Former President Mohamed Nasheed has warned that the Maldives is now deeply entangled in a debt trap, and that the government alone cannot resolve the country’s mounting financial crisis.
In a post on X on Sunday, Nasheed said the state’s debt problem has become a national issue. He argued that the government is merely using borrowed funds to repay previous loans, often at high interest rates, rather than addressing the root causes of the crisis. “This shows the country is clearly tied up in a debt trap,” he wrote in Dhivehi.
Nasheed noted that the Maldives faces USD 1.1 billion in total debt obligations this year, including a USD 500 million payment due in April, equivalent to over MVR 15 billion. The government is attempting to raise funds through sukuk and bond sales, including a MVR 2.4 billion bond via the Pension Office to repay debts owed to private companies.

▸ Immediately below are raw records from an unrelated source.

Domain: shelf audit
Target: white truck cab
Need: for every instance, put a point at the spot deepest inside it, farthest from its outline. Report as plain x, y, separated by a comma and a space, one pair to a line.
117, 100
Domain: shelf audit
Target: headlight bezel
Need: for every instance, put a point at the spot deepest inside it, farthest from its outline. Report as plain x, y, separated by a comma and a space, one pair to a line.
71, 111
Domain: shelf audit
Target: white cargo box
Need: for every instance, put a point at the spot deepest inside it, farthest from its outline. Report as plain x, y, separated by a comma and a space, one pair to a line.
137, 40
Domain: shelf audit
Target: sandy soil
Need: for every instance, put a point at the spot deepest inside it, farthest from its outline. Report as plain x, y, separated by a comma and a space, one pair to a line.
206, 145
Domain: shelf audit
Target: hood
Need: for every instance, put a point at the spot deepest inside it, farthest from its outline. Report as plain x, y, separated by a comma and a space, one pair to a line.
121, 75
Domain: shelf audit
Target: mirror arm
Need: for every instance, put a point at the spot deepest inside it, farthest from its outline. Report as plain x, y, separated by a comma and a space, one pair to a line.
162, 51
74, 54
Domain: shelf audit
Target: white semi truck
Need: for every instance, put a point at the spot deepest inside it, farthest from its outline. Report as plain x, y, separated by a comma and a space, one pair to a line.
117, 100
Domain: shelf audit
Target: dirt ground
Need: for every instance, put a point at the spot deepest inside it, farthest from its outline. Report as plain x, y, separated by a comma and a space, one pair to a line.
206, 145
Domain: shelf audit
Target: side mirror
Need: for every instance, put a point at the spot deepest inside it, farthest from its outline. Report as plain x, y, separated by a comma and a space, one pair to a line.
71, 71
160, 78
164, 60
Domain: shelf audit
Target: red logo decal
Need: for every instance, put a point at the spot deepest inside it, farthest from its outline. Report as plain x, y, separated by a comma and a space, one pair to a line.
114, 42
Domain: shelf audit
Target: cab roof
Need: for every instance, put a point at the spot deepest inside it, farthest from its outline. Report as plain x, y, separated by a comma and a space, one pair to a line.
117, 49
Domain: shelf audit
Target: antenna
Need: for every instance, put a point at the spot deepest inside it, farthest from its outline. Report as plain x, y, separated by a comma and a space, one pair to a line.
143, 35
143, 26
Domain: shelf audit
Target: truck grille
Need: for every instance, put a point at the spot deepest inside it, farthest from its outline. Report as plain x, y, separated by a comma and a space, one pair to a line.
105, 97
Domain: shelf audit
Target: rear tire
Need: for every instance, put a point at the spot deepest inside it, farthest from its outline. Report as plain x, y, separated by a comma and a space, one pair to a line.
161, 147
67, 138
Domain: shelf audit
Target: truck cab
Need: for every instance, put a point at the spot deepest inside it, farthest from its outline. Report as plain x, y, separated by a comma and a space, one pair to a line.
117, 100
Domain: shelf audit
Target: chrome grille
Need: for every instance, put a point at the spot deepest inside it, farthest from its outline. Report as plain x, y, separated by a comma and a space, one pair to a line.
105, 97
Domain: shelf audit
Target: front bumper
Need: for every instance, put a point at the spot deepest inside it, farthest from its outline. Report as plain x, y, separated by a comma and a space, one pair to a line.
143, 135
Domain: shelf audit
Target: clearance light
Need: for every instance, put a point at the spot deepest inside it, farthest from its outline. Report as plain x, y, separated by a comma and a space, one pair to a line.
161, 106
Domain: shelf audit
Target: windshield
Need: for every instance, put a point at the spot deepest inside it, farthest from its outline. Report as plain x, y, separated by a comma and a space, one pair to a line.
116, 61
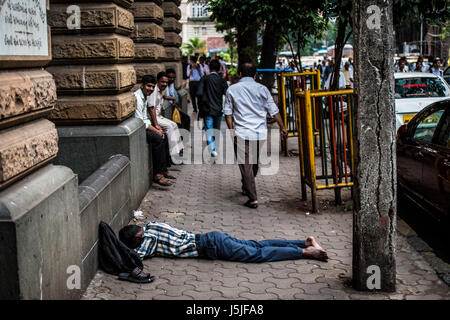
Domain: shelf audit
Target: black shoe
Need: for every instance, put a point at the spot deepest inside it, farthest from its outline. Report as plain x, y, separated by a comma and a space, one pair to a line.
251, 205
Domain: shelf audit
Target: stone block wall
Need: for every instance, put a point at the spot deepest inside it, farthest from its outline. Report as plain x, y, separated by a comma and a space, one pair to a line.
172, 39
104, 196
27, 95
92, 63
148, 37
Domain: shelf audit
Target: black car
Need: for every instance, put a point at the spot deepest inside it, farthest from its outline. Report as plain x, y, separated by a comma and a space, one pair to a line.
423, 160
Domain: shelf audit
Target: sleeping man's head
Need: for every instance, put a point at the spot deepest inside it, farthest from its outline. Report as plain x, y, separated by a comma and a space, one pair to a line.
131, 236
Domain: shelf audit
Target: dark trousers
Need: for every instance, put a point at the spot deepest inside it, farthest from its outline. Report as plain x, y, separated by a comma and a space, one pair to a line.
218, 245
160, 152
247, 155
193, 87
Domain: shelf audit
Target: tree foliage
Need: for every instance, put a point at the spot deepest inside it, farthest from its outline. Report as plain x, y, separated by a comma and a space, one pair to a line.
194, 46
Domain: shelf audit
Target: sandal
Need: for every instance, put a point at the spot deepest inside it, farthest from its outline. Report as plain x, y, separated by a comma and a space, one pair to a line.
251, 205
136, 276
167, 175
162, 181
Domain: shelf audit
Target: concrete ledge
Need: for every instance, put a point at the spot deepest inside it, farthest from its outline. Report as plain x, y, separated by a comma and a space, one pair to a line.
147, 12
172, 39
93, 79
92, 49
148, 32
123, 3
95, 18
92, 109
171, 10
103, 196
172, 24
149, 52
143, 69
25, 94
24, 147
40, 234
84, 149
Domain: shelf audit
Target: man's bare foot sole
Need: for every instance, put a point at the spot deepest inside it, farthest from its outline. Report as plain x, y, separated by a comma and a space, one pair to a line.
310, 241
317, 254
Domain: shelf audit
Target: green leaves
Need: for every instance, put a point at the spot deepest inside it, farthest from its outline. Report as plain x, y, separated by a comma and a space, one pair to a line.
194, 45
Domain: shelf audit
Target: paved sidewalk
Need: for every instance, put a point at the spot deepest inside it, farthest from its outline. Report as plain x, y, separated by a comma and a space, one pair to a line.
207, 197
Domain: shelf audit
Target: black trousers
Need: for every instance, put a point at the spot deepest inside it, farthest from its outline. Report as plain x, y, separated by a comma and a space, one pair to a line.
193, 87
247, 155
160, 152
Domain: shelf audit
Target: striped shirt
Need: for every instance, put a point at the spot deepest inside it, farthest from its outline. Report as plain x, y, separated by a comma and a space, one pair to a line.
160, 239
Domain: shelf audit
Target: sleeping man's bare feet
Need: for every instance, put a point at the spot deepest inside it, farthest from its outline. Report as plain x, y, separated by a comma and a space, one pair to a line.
310, 241
314, 253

Dhivehi dhulathuge dharaneege mahsala akee adhu sarukaarah ekani hallu hoadheyne baavathuge kameh noon. E ee mihaaru gaumee mahsalaeh. Dhivehinnah anburaa dhekkun nukulhadhaana minvaruge bodu interestgai dharani nagaa, e faisaa in kuraa hama ekani kamakee kureege dharani dhehkun…
— Mohamed Nasheed (@MohamedNasheed) February 1, 2026
The bond transaction has triggered a wave of resignations at the Pension Office. Chairman Dr. Ahmed Inaaz resigned on Sunday, following earlier resignations by Saruvash Adam in October and Chief Financial Officer Hawwa Fajuwa on November 9.

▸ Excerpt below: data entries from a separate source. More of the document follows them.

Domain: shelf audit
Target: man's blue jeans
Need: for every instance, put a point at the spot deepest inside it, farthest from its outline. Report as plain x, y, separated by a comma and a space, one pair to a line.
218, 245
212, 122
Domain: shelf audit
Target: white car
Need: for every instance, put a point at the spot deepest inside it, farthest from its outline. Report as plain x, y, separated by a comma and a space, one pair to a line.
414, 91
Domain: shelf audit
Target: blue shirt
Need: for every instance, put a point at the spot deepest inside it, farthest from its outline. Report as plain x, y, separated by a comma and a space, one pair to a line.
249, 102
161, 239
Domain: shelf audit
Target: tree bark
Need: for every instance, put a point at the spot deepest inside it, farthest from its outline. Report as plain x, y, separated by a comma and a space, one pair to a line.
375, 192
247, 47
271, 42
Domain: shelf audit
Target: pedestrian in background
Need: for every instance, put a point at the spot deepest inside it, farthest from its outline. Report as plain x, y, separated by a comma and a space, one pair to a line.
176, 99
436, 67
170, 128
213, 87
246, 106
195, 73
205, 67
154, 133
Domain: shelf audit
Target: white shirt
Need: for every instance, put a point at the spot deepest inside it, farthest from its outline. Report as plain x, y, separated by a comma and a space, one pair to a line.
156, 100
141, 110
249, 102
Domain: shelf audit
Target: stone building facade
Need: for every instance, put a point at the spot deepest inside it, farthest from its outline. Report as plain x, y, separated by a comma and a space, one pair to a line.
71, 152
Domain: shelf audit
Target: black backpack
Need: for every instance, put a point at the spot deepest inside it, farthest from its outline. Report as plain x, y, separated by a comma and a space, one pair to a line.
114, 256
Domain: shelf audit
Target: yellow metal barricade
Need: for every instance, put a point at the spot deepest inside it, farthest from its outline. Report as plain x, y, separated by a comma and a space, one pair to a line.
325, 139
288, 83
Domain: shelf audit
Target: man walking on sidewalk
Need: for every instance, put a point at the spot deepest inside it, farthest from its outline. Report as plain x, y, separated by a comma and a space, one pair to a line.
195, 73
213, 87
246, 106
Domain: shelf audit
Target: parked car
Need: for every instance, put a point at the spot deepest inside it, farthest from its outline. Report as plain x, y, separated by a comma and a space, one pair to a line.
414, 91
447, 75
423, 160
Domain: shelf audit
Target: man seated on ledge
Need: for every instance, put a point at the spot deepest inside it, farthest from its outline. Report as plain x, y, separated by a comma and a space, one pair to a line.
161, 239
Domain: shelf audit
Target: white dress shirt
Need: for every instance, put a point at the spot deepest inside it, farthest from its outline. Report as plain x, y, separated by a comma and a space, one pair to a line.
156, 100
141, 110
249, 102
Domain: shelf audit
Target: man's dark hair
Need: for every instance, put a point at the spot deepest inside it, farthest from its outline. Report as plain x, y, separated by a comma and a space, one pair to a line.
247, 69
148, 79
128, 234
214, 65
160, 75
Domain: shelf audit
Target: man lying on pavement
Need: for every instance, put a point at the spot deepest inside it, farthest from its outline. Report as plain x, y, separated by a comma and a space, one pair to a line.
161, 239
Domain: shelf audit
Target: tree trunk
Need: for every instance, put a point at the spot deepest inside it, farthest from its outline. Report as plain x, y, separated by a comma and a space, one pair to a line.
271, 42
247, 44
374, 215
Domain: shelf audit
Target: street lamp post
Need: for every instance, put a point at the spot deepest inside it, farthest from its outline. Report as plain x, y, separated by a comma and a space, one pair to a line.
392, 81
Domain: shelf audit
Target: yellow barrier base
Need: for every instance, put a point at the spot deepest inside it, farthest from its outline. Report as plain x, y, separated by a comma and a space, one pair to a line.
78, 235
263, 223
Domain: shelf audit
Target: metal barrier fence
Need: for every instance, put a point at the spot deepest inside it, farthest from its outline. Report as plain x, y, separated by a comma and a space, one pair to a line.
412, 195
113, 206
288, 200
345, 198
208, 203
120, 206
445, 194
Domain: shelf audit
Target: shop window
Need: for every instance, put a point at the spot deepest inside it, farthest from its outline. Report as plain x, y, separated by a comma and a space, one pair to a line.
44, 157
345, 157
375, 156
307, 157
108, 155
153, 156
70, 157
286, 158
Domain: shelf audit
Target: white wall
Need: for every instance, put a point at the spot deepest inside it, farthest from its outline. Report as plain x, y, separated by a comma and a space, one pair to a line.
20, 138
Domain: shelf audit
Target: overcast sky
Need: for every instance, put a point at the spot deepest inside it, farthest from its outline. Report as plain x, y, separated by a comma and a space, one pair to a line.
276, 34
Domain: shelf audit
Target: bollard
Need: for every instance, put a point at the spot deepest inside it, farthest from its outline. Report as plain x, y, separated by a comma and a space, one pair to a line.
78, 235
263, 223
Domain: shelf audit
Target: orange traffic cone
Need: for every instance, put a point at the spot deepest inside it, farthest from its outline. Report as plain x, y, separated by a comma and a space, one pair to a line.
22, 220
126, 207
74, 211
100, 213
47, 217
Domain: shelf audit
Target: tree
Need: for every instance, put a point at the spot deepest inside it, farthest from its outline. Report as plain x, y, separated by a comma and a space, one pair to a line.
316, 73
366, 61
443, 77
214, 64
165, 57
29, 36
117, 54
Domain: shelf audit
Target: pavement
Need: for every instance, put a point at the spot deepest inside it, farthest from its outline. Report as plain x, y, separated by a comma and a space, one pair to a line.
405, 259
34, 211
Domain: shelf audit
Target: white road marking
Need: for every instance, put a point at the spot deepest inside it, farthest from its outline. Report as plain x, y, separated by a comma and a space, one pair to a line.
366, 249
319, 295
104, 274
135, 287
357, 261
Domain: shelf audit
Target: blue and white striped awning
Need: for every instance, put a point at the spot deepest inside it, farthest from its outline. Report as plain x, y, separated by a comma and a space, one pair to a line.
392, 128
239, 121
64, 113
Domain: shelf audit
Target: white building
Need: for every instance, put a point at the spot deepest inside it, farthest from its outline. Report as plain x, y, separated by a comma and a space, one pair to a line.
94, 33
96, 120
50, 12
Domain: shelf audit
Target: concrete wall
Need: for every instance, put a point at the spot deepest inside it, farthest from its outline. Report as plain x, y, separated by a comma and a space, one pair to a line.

Nasheed has previously expressed concern about the country’s ability to attract investors. In September, he warned of a potential default, citing waning investor confidence. He has also repeatedly criticized China’s role in the Maldives’ foreign debt, accusing it of trapping the country in unsustainable borrowing.

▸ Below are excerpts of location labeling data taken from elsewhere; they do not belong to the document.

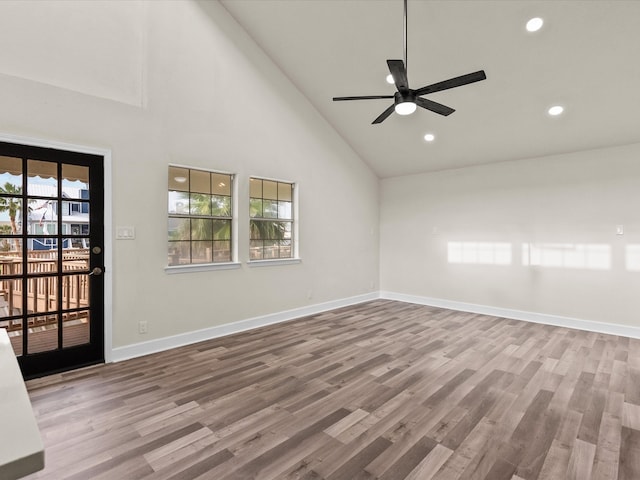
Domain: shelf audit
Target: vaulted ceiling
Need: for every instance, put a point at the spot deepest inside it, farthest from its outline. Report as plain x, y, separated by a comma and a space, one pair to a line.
586, 58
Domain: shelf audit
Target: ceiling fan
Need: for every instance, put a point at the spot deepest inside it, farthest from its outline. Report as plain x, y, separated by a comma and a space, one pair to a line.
406, 100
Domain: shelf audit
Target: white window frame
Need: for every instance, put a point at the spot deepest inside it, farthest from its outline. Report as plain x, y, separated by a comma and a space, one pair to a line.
295, 228
204, 267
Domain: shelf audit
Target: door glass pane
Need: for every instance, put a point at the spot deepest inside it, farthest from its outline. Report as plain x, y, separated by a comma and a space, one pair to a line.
43, 220
42, 294
75, 291
75, 181
10, 172
14, 329
75, 249
43, 333
10, 213
76, 328
10, 297
42, 178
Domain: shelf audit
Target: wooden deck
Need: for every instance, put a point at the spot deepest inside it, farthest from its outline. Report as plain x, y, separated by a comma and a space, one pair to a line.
45, 338
382, 390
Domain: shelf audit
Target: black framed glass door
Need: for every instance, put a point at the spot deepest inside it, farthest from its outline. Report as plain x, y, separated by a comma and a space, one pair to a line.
51, 257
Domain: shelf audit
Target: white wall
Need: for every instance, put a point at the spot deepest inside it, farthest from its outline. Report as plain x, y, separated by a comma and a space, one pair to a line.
564, 200
179, 82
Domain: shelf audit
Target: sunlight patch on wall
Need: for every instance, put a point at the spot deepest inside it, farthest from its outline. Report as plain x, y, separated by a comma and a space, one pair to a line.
94, 48
589, 256
632, 257
479, 253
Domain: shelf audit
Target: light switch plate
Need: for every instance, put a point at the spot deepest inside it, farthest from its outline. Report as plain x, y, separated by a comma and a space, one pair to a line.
125, 233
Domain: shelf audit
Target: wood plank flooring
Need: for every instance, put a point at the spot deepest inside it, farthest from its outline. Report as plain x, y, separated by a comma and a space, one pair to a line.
381, 390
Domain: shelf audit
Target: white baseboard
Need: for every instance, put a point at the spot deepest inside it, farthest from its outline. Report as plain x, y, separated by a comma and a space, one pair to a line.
158, 345
556, 320
167, 343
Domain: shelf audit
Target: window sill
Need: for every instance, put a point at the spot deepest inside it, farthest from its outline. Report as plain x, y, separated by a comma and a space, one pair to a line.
201, 267
272, 262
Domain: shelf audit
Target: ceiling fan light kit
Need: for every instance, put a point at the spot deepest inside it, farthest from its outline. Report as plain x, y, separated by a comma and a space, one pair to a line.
407, 100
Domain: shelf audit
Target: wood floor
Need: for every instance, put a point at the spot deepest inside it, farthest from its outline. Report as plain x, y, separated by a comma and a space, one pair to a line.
381, 390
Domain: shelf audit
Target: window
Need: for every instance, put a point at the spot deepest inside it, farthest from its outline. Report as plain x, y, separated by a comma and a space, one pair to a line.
200, 216
271, 219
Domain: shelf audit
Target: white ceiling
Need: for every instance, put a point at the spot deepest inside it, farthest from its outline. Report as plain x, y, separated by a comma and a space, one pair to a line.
586, 57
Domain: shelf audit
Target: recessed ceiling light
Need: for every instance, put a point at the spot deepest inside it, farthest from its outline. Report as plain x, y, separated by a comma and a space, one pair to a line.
405, 108
555, 110
534, 24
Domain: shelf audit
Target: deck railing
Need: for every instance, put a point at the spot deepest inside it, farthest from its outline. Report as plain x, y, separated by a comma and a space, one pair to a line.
42, 285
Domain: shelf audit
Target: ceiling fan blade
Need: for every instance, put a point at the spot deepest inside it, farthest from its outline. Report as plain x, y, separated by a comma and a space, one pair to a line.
366, 97
399, 74
384, 114
434, 106
452, 83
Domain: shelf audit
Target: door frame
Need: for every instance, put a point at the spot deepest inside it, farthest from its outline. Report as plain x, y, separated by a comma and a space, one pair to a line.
108, 227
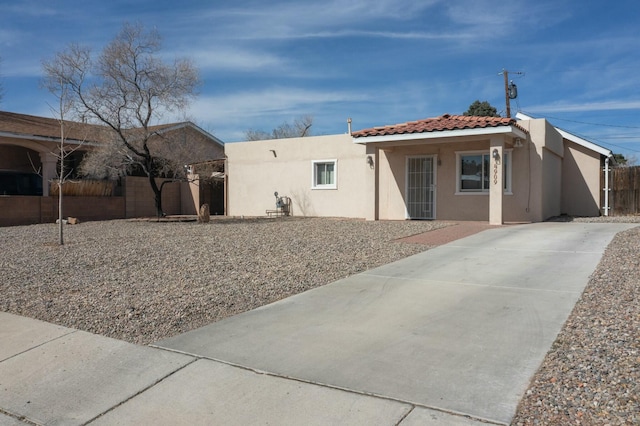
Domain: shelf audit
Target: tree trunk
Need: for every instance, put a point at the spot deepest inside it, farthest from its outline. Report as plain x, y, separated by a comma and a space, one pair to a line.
157, 195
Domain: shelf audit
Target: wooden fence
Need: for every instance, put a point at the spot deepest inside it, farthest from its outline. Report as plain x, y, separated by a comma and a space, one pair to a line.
83, 188
625, 185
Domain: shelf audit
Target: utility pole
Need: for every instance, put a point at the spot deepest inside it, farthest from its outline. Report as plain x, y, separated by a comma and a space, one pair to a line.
505, 73
510, 90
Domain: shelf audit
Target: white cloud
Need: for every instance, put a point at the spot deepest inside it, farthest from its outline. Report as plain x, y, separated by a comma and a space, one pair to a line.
239, 59
587, 106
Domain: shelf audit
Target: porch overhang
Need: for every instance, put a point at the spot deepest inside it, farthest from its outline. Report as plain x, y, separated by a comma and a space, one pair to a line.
512, 131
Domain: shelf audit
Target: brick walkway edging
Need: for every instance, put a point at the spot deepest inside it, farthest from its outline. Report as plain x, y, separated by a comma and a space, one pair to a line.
454, 231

International credit rating agencies have maintained a ‘junk’ rating for the Maldives, making it harder to secure foreign financing. Opposition figures have questioned whether the government can refinance its obligations, especially amid reports that Cargills may seek a USD 300 million loan at a 15 percent interest rate.
Despite these concerns, President Dr. Mohamed Muizzu has insisted that the debt will be repaid on time. However, the government has yet to officially comment on the high interest rates associated with recent borrowing efforts.